A demand for an on-account payment based on the drafting error, so as to require the respondent to pay about £12,000 pa and so as to give the appellant about 3,000% recovery of its expenses, would involve the demand of a greater amount than was reasonable. Accordingly, this was not a case where, at the date of the relevant demands, the appellant could say that it was owed a very large sum and was being reasonable and moderate in demanding much less. Instead, this was a case where, as at the date of the relevant demands, only a reasonable sum was payable in any event.
(3) In assessing the amount that it was reasonable to pay, the tribunal should not have in mind the prospective liability for the much greater sum which, on the appellant’s argument, might arise in due course arise on the basis of the drafting error. There was no prospect that the respondent or the other leaseholders would ever become contractually liable to pay the very large sum based on the drafting error since, if the appellant ever attempted to recover such a sum on the basis of finalised accounts, that would inevitably give rise to the making of an application under section 35 of the 1987 Act for a variation of the lease. There was no prospect that, on such an application, the FTT would conclude that the lease should remain unvaried and that the appellant should continue to be able to enjoy about 3,000% recovery. Any order varying the terms of the lease could be backdated to the date when the defect in the lease arose: Brickfield Properties Ltd v Botten [2013] UKUT 133 (LC); [2013] 2 EGLR 70; [2013] EGILR 11 applied.

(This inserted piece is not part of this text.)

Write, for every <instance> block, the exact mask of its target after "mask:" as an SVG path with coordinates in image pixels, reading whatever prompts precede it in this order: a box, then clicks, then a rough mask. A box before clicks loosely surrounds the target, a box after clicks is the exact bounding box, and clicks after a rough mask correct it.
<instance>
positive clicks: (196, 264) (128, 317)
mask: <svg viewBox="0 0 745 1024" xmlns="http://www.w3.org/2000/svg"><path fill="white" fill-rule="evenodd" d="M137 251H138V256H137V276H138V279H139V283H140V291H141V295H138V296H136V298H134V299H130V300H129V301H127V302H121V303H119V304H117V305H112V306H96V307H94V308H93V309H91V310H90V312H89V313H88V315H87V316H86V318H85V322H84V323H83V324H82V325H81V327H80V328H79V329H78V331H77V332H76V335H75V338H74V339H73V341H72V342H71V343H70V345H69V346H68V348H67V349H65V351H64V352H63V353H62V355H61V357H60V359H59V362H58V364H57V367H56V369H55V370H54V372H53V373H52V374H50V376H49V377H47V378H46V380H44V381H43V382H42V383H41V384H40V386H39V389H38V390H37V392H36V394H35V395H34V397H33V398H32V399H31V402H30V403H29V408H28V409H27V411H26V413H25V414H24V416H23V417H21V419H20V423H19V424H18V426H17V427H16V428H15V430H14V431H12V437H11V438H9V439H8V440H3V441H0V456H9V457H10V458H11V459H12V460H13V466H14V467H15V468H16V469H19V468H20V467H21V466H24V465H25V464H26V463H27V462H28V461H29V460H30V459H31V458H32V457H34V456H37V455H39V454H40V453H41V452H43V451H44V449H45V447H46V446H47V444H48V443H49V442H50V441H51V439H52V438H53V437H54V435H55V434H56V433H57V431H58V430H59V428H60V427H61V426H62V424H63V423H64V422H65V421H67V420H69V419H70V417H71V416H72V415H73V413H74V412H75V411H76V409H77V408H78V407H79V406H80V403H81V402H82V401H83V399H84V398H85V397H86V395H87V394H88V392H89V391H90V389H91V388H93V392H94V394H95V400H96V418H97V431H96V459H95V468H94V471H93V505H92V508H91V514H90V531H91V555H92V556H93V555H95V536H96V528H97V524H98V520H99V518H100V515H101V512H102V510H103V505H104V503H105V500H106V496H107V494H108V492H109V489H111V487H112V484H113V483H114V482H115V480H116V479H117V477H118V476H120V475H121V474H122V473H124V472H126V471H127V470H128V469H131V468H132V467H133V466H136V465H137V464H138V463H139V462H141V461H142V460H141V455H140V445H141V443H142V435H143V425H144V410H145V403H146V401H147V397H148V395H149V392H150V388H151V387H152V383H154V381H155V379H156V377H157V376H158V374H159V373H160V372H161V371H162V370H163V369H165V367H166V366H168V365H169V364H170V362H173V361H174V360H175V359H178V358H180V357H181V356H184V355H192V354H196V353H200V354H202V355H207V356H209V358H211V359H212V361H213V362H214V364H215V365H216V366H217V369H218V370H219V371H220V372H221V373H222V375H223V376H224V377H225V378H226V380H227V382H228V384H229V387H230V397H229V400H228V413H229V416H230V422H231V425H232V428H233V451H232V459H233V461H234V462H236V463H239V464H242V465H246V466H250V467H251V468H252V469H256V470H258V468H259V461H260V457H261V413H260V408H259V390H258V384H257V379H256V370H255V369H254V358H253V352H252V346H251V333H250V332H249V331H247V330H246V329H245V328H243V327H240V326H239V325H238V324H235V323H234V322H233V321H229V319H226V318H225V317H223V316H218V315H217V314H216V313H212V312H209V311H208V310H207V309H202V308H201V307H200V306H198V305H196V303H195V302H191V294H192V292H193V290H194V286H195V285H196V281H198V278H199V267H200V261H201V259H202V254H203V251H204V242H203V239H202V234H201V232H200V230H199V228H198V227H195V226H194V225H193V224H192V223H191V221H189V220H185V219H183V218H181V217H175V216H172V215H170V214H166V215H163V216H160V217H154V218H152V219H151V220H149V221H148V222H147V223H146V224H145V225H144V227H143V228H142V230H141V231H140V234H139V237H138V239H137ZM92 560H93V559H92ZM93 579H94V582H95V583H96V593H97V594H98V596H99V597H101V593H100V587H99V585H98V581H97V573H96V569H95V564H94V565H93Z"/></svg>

(4) Nonetheless, each of the sums demanded by the appellant constituted a reasonable sum which complied with section 19(2). In that regard, it was relevant that: (i) the sums demanded for 2013 equated to the amount notified to the respondent at the date when he took his lease, to which he had not objected at the time, and the sums demanded for the following two years were in line with the 2013 amount; (ii) the sums demanded for 2014 and 2015 were each less than 10% of the relevant costs assessed solely by reference to the appellant’s building, thereby removing the main effect of the drafting error; (iii) the demands were for on-account payments, so that there remained the prospect of the amount finally due for the relevant year being assessed in the future and a balancing payment being made one way or the other, possibly in the light of a varied lease after a section 35 application. It followed that the amounts demanded by way of on-account payments for the three relevant years were properly payable by the respondent.
Thomas Talbot-Ponsonby (instructed by Boyes Turner LLP, of Reading) appeared for the appellant; the respondent appeared in person.